La même année, une enquête menée au Royaume-Uni a mis en évidence ce que l'on savait déjà dans les forums, à savoir que la ménopause marque la vie de nombreuses femmes non seulement sur le plan physique, mais aussi sur le plan social et professionnel. L'impact a même été quantifié : près de 900.000 femmes dans le pays avaient quitté leur travail, le jugeant incompatible avec les symptômes ou les changements associés à cette étape de leur vie.

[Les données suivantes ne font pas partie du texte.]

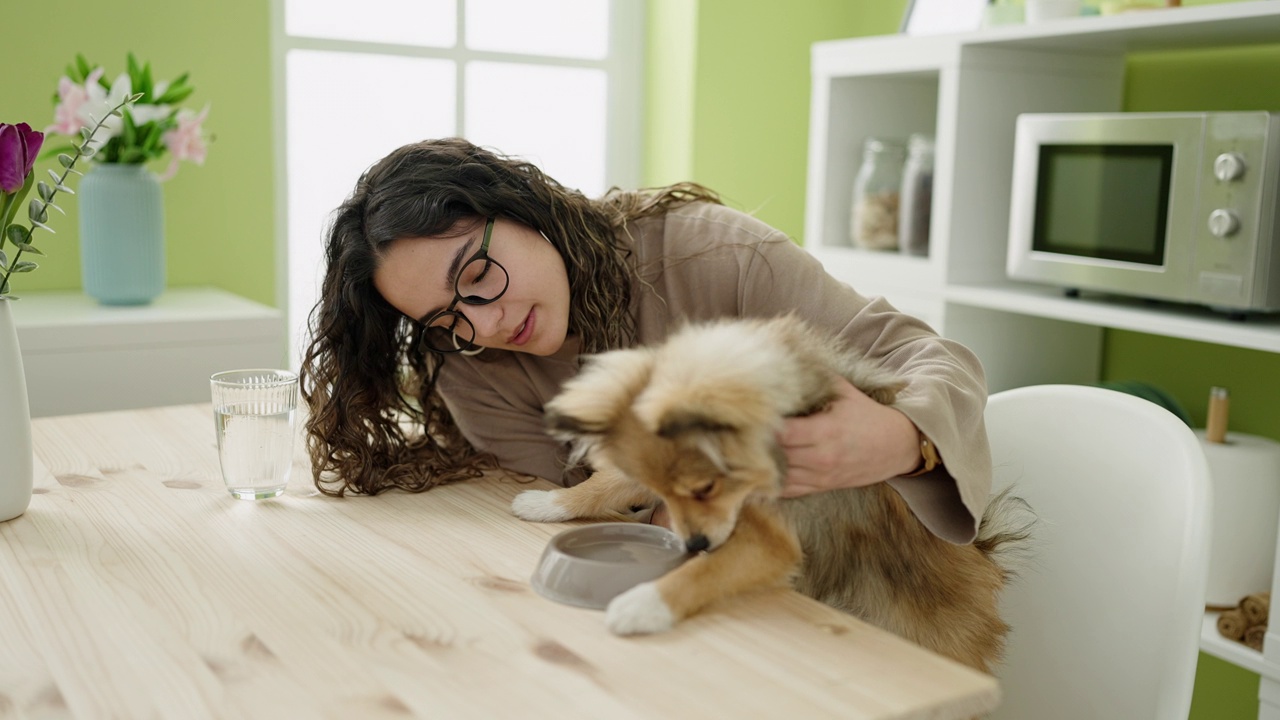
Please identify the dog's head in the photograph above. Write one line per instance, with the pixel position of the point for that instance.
(694, 420)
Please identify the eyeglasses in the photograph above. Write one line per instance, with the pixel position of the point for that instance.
(480, 281)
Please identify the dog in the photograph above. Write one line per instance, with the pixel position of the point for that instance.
(694, 423)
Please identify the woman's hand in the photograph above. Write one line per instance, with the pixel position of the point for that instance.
(854, 442)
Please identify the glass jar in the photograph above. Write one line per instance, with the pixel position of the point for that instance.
(873, 220)
(917, 196)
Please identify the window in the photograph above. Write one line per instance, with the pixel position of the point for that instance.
(556, 82)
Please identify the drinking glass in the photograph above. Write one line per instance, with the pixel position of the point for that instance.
(254, 418)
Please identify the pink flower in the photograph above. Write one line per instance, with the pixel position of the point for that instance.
(186, 141)
(18, 149)
(72, 98)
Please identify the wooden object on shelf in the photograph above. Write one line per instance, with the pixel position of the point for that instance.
(1219, 406)
(967, 90)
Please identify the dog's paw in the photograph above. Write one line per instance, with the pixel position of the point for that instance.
(539, 506)
(639, 611)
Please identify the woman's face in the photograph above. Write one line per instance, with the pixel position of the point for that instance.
(530, 317)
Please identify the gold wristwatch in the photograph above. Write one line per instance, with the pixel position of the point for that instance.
(929, 458)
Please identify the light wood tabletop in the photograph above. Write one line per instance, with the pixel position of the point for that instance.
(135, 586)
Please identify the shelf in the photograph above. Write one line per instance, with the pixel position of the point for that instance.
(1234, 652)
(81, 356)
(1258, 332)
(1170, 28)
(873, 272)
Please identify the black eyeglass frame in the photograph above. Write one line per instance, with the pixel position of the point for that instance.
(465, 342)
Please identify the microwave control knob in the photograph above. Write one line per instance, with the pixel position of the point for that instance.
(1229, 167)
(1223, 223)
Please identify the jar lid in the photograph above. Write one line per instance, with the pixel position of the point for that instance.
(883, 145)
(920, 142)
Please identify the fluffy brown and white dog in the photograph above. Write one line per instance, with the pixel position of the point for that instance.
(694, 422)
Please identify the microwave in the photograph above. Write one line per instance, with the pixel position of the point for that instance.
(1175, 206)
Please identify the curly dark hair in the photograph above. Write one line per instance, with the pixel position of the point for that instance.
(375, 419)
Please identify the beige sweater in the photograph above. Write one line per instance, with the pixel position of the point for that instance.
(705, 261)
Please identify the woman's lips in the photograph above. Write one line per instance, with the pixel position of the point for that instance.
(524, 332)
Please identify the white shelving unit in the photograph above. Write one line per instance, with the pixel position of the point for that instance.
(81, 356)
(967, 91)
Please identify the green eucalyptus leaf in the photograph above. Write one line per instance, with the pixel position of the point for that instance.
(147, 85)
(36, 212)
(176, 95)
(18, 197)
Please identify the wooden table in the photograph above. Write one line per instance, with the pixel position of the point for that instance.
(137, 587)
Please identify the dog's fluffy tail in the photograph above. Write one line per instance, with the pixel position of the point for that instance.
(1005, 532)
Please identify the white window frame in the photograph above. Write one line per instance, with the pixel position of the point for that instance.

Ce chiffre scandaleux a conduit la Commission de l'égalité du Parlement britannique à lancer une enquête en 2021, dont les résultats ont confirmé qu'il ne s'agissait ni d'une question individuelle ni d'une question privée. Mais qu'il s'agissait d'un facteur qui venait expliquer pourquoi de nombreuses femmes approchant la cinquantaine choisissent de réduire leur temps de travail, demandent des congés plus longs ou quittent tout simplement leur emploi, se dérobant par la porte arrière. La ménopause ne constitue pas uniquement un sujet médical, pas plus qu'elle n'est un enjeu « de femmes » ; en revanche, c'est un enjeu de rupture d'égalité. Un de plus.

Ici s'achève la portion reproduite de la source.